Ruins - Pure at Heart (Album Review)

Ruins are a Liverpudlian alternative pop-duo who create emotive soundscapes with rock-steady drum machines, gentle guitars, and falsetto vocals. Vocalist Lloyd Rock has a dulcet and high-pitched voice, and when coupled with the sometimes bizarre music of Nik Kavanagh, Ruins create a highly distinctive sound. There is a calming gush found on their sophomore album "Pure at Heart", and while the musical palette features incongruous elements like muddy electric guitars playing under more serene flourishes, and the intensity of the vocals can sometimes overwhelm, there is a heart to the songs and the production that is indeed pure. 

"Kintsugi" introduces the album with a drum machine, woozy synths, and an alluring indie guitar sound. Rock's singing commands attention for its peculiarity alone, and though sometimes grating in their warbly falter, they are effective in their ability to push the listener's emotional buttons. "Horsepope" has a beguiling chorus tinged with equal measures of sadness and hope ("Everyone will fall apart at some time"), and the disparate elements on this track (jangly guitar, full-bodied percussion, atmospheric synths and passionate vocals) blend quite well, yet not even Google knows what a 'horsepope' is. "Lioness" is a dreamlike indie-pop tune with echoes of Cigarettes after Sex in its low-light mood, but comparing Ruins to anyone doesn't really work. "youswimaghost" is nothing like the aforementioned dream-pop group and sees an industrial drum sound form the backbone of this soulful and harmony-laden track. 

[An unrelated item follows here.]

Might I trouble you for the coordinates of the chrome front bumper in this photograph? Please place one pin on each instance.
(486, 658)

Enticing drum programming and rock guitar give "Apple Trees & Blood Stained Leaves" a post-punk push, but the R&B/pop vocals place it more into the industrial pop camp. Blending genres is always an admirable feat, and whether or not this blending is successful doesn't negate that new ground has been covered in the musical landscape. "Silent Talk" is a cohesive and well-written track that enchants with its waterfall guitars and steadfast bass line. Elsewhere, "Way to Fall" draws inspiration from the group's locale to produce a Merseybeat-driven alt-pop tune replete with "bopbopadoos", surf riffs, and bittersweet lyrics ("Take my life and pass it off as your own").

"Pure at Heart" displays a wide range of influences, from 70s disco-pop to 90s adult contemporary, and is an admirable and sincere attempt to express complicated emotions while creating atmospheric music. There is, however, a sense that Ruins haven't exactly nailed down their sound and are throwing ideas onto a wall to see what sticks. Nevertheless, the moments that do stick offer some romantic and hopeful listening; for some, the highly singular nature of these songs could speak to them more than any other.